Habitat for Humanity Windsor-Essex is recruiting local volunteers to be deployed during emergencies.
The local habitat branch is one of 13 new agencies to join the ranks of the Ontario Corps.
It’s made up of skilled professionals and volunteers ready and willing to respond to natural disasters or other emergencies.
Ontario is spending 110-million dollars over three years on the corps.
Of that, Habitat for Humanity Windsor-Essex got just over half a million dollars.
CEO Fiona Coughlin says it will be spent to recruit and train 50 volunteers and six team leads.
She says the volunteers will go through two separate trainings sessions.
“They’d go through our standard habitat for humanity volunteer screening and training programs and learn all of our safety rules just for habitat for humanity," she says. "And then phase two will be working specifically on emergency response and preparedness, how to use the tools that we've got.”

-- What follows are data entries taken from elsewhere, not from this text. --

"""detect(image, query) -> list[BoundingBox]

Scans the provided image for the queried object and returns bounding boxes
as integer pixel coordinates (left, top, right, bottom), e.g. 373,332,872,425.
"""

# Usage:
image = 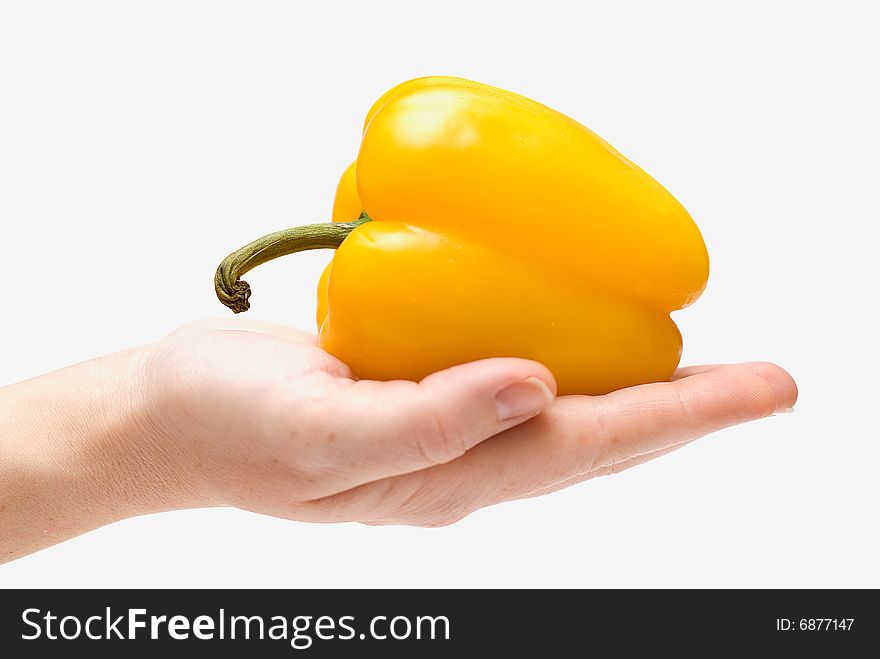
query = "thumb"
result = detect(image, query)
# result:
324,358,556,487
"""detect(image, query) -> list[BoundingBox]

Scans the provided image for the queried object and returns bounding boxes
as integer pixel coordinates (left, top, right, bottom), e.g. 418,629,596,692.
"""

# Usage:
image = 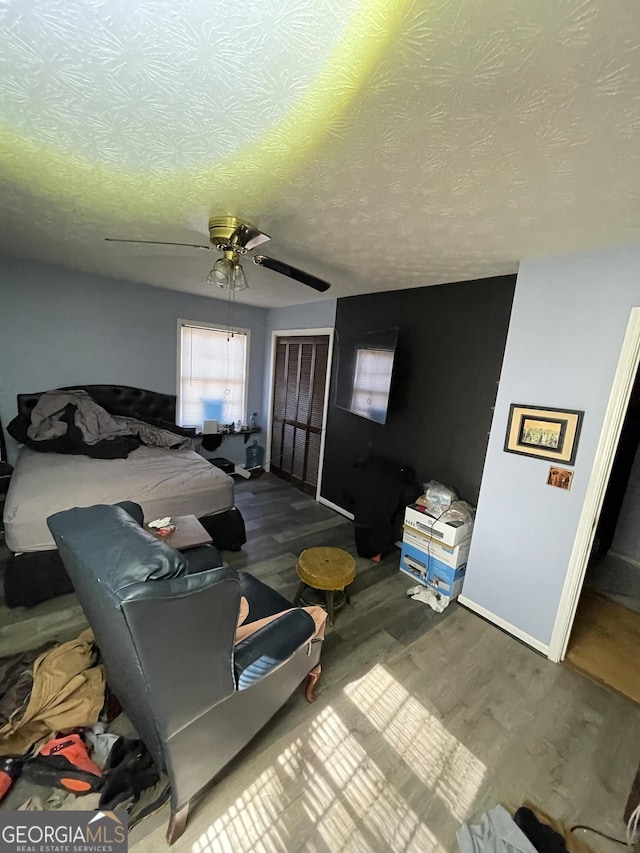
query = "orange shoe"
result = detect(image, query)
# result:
23,734,102,794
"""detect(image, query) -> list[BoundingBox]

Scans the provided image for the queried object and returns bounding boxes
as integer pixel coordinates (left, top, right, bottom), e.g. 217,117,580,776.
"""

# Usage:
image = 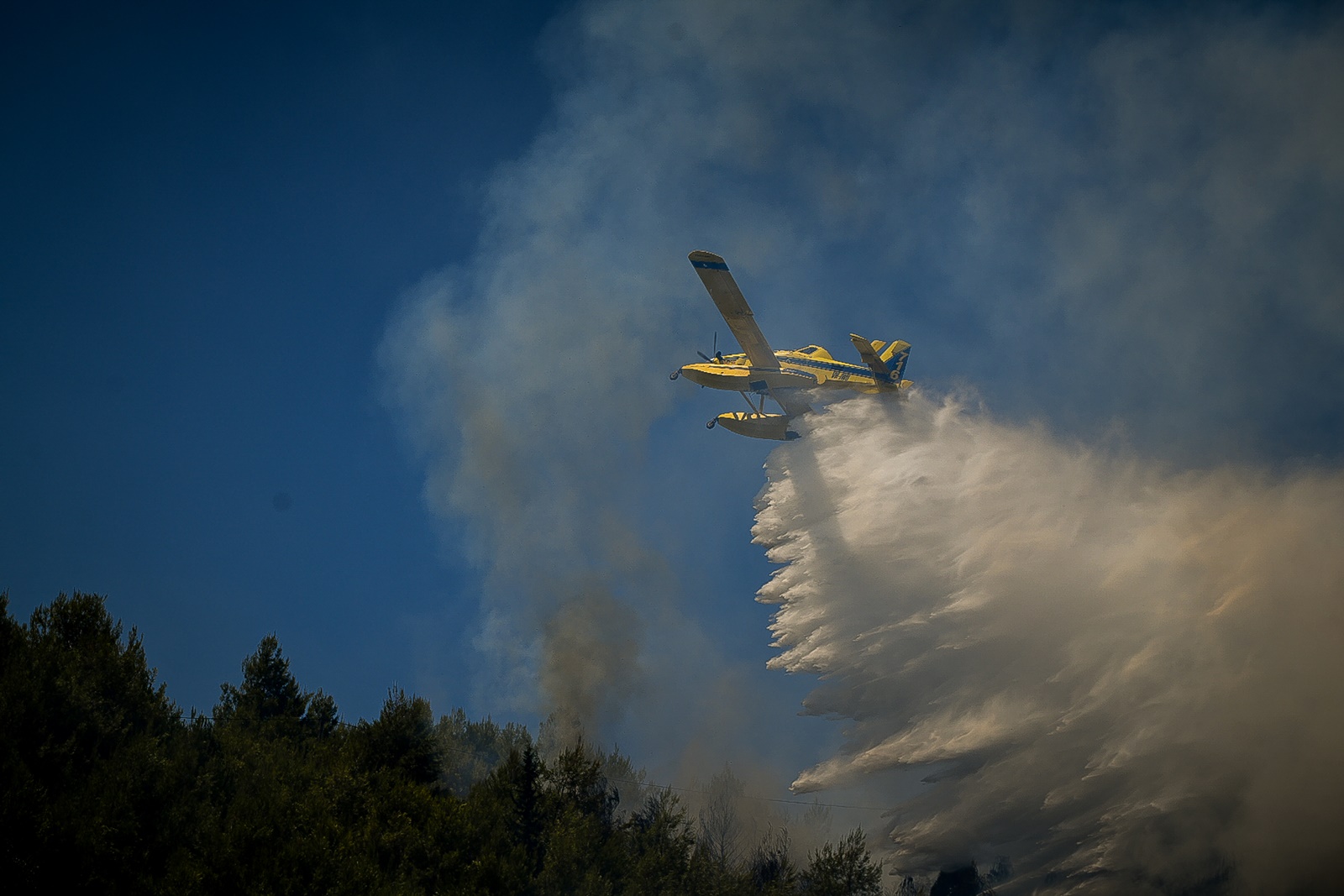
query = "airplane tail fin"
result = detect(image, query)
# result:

Coughlin says local crews could be deployed anywhere in Ontario to do anything from sand-bagging homes to saving them from the inside.
“There was a water emergency at a northern community in Fort Hope, and one of the jobs at that time was simply pouring warm water into the toilets so that they didn't freeze over," says Coughlin.
She says joining the corps will be one of the most fulfilling volunteer opportunities.
“We try to be there when people are going through some of the worst times of their life in an emergency," she says. "And knowing you're not alone. So, seeing those volunteers come out matters a lot. We see that with our families when we're building houses with them. And when they see crews of volunteers working on their homes, they realize they're not alone.”
The funding will also help Habitat purchase a response truck to shuttle crews and equipment wherever it is needed.
Coughlin hopes to be ready to deploy local volunteers by November 1st.